The widower of the famous Hungarian-born actress Zsa Zsa Gabor, who died in 2016, opened a museum in Budapest

The widower of the famous Hungarian-born actress Zsa Zsa Gabor, who died in 2016, opened a museum in Budapest

A museum dedicated to the glamourous Hungarian-born actress Zsa Zsa Gabor, who died in 2016, was opened in Budapest on Thursday by her widower Frederic Prinz Von Anhalt.

The permanent exhibition, located in the Origo film studio on the outskirts of the capital, celebrates Gabor's flamboyant Hollywood lifestyle and personality.

"Zsa Zsa was the world's first real celebrity, wherever she went around the world the doors were opened for her," Von Anhalt, 78, told AFP after the opening.

"It's wonderful there is a museum for her now," he said.

Exhibits donated by Von Anhalt include lavish dresses and furniture, as well as memorabilia such as a copy of the "Life" magazine featuring Gabor on the cover.

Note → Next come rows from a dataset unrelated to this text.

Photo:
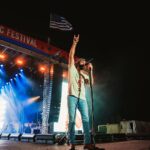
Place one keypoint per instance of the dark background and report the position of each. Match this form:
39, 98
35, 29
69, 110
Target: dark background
117, 37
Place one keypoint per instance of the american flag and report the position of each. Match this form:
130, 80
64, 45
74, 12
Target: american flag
58, 22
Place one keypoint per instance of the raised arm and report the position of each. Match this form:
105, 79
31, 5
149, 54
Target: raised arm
90, 67
73, 49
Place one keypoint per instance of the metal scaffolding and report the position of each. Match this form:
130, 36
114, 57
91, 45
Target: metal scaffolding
47, 94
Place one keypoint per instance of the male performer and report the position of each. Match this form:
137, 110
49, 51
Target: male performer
77, 78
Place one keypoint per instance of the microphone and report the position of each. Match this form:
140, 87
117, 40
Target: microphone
88, 61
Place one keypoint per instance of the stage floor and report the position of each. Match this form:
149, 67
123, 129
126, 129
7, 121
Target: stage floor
127, 145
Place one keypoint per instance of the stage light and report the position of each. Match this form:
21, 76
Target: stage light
21, 70
2, 56
1, 65
65, 74
42, 68
20, 61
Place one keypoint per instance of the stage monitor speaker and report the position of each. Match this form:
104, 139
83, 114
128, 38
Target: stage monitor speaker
28, 137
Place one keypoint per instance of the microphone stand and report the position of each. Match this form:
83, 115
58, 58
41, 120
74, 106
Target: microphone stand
92, 101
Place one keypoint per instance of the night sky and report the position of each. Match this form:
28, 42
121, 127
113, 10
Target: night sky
114, 36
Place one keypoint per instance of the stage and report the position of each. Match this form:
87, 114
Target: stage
126, 145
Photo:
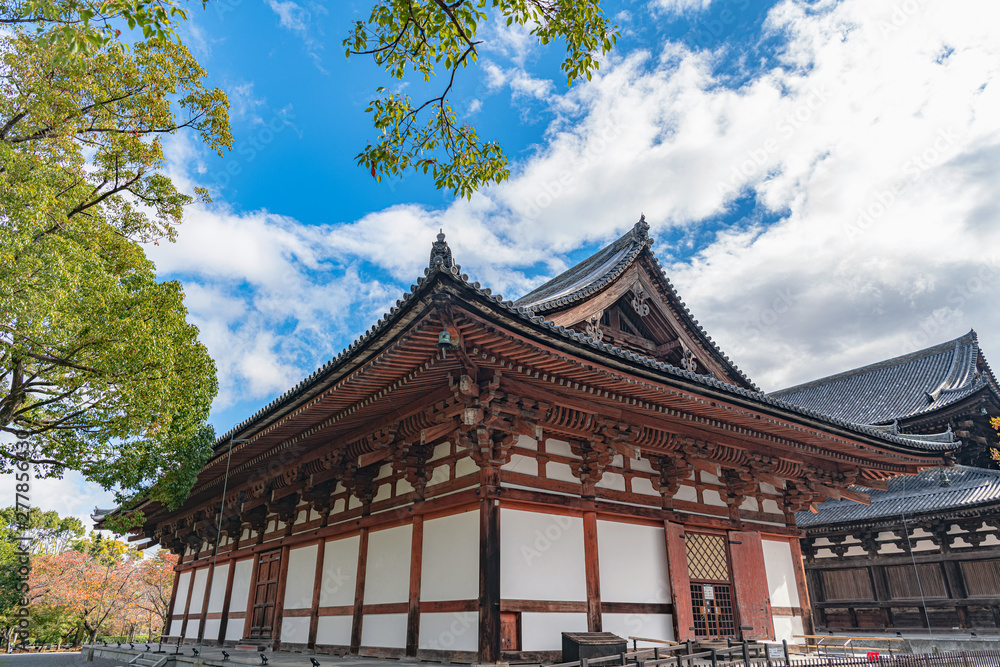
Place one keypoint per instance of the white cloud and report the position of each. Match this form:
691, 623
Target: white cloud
681, 6
831, 272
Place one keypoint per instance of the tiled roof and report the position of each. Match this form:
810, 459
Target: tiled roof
590, 275
898, 388
601, 269
933, 491
441, 264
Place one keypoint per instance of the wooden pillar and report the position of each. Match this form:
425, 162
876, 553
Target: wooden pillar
173, 598
279, 599
593, 570
750, 583
248, 619
880, 584
359, 593
801, 587
489, 568
317, 589
956, 590
413, 612
187, 602
204, 603
680, 582
224, 623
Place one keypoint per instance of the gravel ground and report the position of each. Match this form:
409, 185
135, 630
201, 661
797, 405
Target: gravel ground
52, 660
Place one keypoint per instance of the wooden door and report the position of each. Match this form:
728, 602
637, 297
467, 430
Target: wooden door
711, 585
750, 579
265, 595
510, 631
680, 583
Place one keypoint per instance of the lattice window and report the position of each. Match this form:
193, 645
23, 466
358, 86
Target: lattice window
707, 557
982, 577
903, 582
849, 584
712, 605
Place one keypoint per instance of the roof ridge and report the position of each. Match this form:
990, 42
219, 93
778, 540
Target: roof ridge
455, 272
885, 363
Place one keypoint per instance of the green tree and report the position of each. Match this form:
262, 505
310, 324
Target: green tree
100, 370
428, 39
410, 39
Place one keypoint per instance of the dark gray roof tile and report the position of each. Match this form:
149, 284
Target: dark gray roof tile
933, 491
897, 388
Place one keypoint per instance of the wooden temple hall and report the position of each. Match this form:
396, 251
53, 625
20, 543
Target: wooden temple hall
475, 476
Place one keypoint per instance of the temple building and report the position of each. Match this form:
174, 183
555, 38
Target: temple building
475, 476
926, 552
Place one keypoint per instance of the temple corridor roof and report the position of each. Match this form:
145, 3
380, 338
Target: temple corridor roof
933, 491
901, 387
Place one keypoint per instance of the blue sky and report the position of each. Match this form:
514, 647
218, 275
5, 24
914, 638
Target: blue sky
820, 177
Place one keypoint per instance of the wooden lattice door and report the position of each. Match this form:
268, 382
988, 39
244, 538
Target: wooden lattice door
265, 595
711, 585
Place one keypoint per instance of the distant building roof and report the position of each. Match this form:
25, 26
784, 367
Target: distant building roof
934, 491
899, 388
590, 275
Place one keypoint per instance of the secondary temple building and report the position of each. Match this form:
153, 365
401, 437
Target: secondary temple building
475, 476
926, 552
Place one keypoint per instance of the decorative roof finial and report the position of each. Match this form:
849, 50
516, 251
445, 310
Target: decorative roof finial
440, 252
641, 229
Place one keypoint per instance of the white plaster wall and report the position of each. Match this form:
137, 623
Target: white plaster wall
300, 578
440, 451
334, 630
780, 570
241, 590
543, 632
712, 497
198, 594
651, 626
438, 475
217, 596
234, 629
561, 472
559, 447
522, 463
384, 492
633, 563
688, 493
212, 629
387, 577
541, 557
384, 630
465, 467
770, 506
644, 486
786, 627
458, 631
340, 572
450, 561
295, 630
183, 581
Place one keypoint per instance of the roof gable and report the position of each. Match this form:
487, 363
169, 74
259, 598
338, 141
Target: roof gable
933, 491
621, 294
899, 388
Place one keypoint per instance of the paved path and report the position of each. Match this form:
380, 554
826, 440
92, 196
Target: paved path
52, 660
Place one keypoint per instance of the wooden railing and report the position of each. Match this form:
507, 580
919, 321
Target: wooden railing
825, 643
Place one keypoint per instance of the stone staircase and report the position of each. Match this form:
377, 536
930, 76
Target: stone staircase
148, 660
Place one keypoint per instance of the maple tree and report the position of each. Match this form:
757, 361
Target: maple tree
99, 368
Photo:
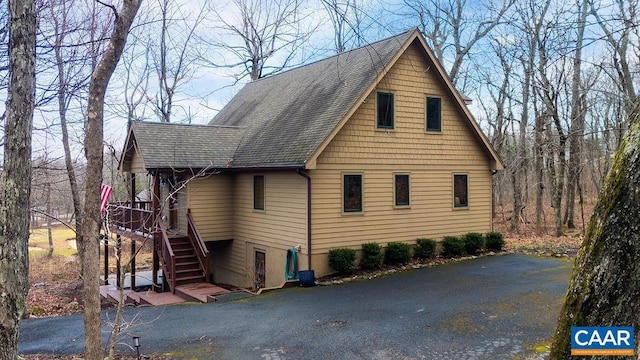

One of the dresses on show was worn by the actress when she was famously arrested for slapping a Los Angeles traffic policeman in 1989.

Von Anhalt married Gabor in 1986, making it by far the longest of her nine marriages.

Gabor's ashes were buried in Budapest last July nearly five years after her death aged 99 from a heart attack at home in Los Angeles in December 2016.

- 'Zsa Zsa is alive again' -

"Now Zsa Zsa is alive again, she is right over there," said Von Anhalt, pointing to the exhibition.

"People ask me why am I giving away things that she left to me but I know they are now kept in a good place, she should be celebrated," said Von Anhalt.

"So I am giving her stuff back to her, I lived with her for 35 years, everything is in my heart, every picture, every dress, I will never forget them as long as I live".

Born into a wealthy family in Hungary in 1917 as Sari Gabor, Zsa Zsa was one of a trio of sisters known for their shapely curves and passion for well-heeled men.

In her heyday she embodied the film industry's platinum blonde ideal as a voluptuous former beauty queen who won "Miss Hungary" in the 1930s.

Her resume after emigrating to the United States before World War II includes a long list of film roles in such hit movies as "Moulin Rouge," "Lili" and "Arrivederci, Baby!"

But the actress was at least as famous for her romantic conquests as her triumphs on the silver screen.

Her thick Hungarian accent was much parodied -- especially her signature penchant for calling everyone she met "darling" -- or "dahlink" as she pronounced it.

"I call everyone 'dahlink' because I can't remember their names," the socialite once said.

Von Anhalt said a statue is also in the works to honour Gabor, and there could even be a TV series and movie about her life.